しかし、まだアルコホリズムに至っていない、山の中腹にいる人たちはどうでしょうか。その人がアルコール依存症という診断を受けていたとしても、まだアルコホリズムの段階に至っていないのであれば、山を下って一般的な飲酒に戻れるかもしれません。下山できないまでも、中腹に留まり続けるかもしれません。そうであるならば、減酒療法は意味があります。AAは「一人では回復できない」BB, p.139)と言いますが、それはアルコホーリクについて言っているのであって、中腹にいる人に対して、一人で減酒や断酒ができる可能性を否定しているわけではありません。もちろん、自助努力にも関わらず、山を登り続けてしまう人も多くいるでしょう――どんな病気であれ、病気の進行は本人の希望に反して起こるものですから。

疫学調査

Dawsonらが2005年に発表した Recovery from DSM-IV alcohol dependence: United States, 2001-2002 という論文を取り上げます。3)れはアメリカで行われたアルコールについての疫学調査で、43,493人に対して面接調査を行ったものです。この種の調査に関わった経験のある人は、4万人の面接調査という規模がいかに大きいかが分かるでしょう。

この43,493人のうち、過去(調査の前々年まで)DSM-IVのアルコール依存の基準を満たしたことのある人が4,422人でした。約1割の人がアルコール依存を経験しているあたり、やはりアメリカのアルコール問題は深刻です(日本と比べて)。この4,422人について、アルコール依存の基準を満たしてからの「経過年数」と、「調査の前年の飲酒状態」をグラフにしたのが下図です。

Total

棒グラフは左から、経過年数が5年未満、5~9年、10~19年、20年以上、となっています。色分けは、赤は依存の基準を満たした状態、オレンジは部分寛解4)、黄色は診断基準には引っかからないけれど高リスク飲酒、水色は低リスク飲酒、そして緑が断酒です。高リスク飲酒かどうかの基準は、男性は一週間に14ドリンク以上、女性は7ドリンク以上の飲酒をするかどうかです(アメリカの場合1ドリンクは14gの純アルコール)

5年未満は赤とオレンジの部分が大きく、酒を飲んでいる人が多い様子がわかります。
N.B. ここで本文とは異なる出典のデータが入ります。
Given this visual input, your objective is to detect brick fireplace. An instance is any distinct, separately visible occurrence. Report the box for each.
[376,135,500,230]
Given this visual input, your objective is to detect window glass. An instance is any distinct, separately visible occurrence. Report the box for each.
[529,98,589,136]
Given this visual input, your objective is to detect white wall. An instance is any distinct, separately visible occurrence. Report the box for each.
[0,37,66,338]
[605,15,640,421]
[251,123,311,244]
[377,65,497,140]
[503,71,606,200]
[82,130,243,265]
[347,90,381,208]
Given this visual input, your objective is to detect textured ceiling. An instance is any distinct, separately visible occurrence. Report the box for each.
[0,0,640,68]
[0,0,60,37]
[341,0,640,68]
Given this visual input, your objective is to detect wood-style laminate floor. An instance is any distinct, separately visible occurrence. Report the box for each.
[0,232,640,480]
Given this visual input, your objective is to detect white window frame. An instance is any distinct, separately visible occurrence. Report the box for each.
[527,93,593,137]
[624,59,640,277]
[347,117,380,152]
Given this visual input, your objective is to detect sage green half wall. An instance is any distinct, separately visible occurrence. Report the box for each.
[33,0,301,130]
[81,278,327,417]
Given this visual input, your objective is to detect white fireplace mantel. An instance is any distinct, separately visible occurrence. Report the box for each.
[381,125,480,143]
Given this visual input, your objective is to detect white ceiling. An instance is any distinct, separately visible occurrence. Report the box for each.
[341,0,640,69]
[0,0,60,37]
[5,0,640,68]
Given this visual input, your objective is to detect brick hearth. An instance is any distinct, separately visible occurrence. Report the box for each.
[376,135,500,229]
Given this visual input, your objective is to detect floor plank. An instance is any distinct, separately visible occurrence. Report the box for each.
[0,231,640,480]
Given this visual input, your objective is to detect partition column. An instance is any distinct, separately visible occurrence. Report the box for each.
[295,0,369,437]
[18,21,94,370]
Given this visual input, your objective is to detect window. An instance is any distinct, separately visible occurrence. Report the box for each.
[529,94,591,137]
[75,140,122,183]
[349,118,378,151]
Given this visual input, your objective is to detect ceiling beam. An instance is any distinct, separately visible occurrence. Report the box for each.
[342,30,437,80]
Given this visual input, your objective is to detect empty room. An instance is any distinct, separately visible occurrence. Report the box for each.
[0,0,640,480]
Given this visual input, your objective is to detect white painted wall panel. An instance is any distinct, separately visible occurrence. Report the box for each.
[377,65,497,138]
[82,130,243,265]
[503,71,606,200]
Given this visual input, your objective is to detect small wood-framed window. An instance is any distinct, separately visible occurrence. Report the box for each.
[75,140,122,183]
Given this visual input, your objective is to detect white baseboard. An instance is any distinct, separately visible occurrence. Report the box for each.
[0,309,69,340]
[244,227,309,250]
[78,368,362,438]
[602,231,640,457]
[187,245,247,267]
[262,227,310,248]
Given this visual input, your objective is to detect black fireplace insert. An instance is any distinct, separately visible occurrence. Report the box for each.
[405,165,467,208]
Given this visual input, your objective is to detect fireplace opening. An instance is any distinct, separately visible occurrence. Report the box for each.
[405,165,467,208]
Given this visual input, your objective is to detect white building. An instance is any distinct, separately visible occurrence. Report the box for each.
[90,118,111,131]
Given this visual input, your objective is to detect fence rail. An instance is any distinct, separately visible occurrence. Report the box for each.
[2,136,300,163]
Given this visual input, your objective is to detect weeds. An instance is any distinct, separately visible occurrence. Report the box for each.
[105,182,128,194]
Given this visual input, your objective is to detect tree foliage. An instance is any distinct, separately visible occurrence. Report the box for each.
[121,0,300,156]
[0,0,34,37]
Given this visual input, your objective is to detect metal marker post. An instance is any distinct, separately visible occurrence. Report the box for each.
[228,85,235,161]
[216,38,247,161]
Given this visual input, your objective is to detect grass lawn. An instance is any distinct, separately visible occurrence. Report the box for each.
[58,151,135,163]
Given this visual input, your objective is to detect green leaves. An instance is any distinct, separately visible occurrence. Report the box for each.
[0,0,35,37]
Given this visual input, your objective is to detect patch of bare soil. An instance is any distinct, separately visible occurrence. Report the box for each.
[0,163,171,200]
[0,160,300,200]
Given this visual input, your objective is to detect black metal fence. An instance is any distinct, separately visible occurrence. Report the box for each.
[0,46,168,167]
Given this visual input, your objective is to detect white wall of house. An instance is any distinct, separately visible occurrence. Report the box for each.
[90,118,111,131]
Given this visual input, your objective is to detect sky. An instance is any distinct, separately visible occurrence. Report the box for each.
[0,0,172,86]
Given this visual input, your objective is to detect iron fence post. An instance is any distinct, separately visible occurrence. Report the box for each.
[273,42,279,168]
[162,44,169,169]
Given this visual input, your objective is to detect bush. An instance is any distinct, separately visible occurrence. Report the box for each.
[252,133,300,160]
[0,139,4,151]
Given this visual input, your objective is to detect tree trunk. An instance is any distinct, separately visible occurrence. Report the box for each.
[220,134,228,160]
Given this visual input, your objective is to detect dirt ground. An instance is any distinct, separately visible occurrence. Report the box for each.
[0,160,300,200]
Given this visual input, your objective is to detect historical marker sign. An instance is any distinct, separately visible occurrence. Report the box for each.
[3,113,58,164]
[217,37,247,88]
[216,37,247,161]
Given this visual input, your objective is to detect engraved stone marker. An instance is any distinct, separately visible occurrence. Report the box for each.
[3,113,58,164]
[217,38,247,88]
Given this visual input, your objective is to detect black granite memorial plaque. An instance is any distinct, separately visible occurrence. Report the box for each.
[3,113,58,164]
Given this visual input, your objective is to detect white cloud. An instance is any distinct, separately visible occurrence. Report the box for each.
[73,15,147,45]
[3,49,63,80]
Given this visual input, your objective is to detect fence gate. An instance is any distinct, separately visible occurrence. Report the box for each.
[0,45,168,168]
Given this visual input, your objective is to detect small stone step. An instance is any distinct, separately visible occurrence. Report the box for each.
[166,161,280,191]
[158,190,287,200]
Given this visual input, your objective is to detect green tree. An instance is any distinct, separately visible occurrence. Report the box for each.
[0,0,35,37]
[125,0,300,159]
20年以上になると、33.6%が断酒しています(緑)。注目すべきは、27.4%の人が低リスク飲酒になっていることです。これを正常飲酒と解釈すれば、アルコール依存になっても「ふつうに飲めるようになる」人たちがいることを否定できません

もう少し詳しく見てみましょう。実のところ、この4,422人のうち、治療を受けた経験のある人は25.5%にすぎません。治療経験のある人たちだけのグラフが下図です。

治療群

治療群は断酒率が高い(緑の部分が大きい)です。特に20年以上だと56.1%が断酒しています。ただ、これは追跡調査ではなく断面調査なので、20年になる前に死亡した人たちは右端の棒グラフの母数に入りません。このことから、アルコール依存になっても、治療を続け、、半分以上の人が酒をやめると言えます。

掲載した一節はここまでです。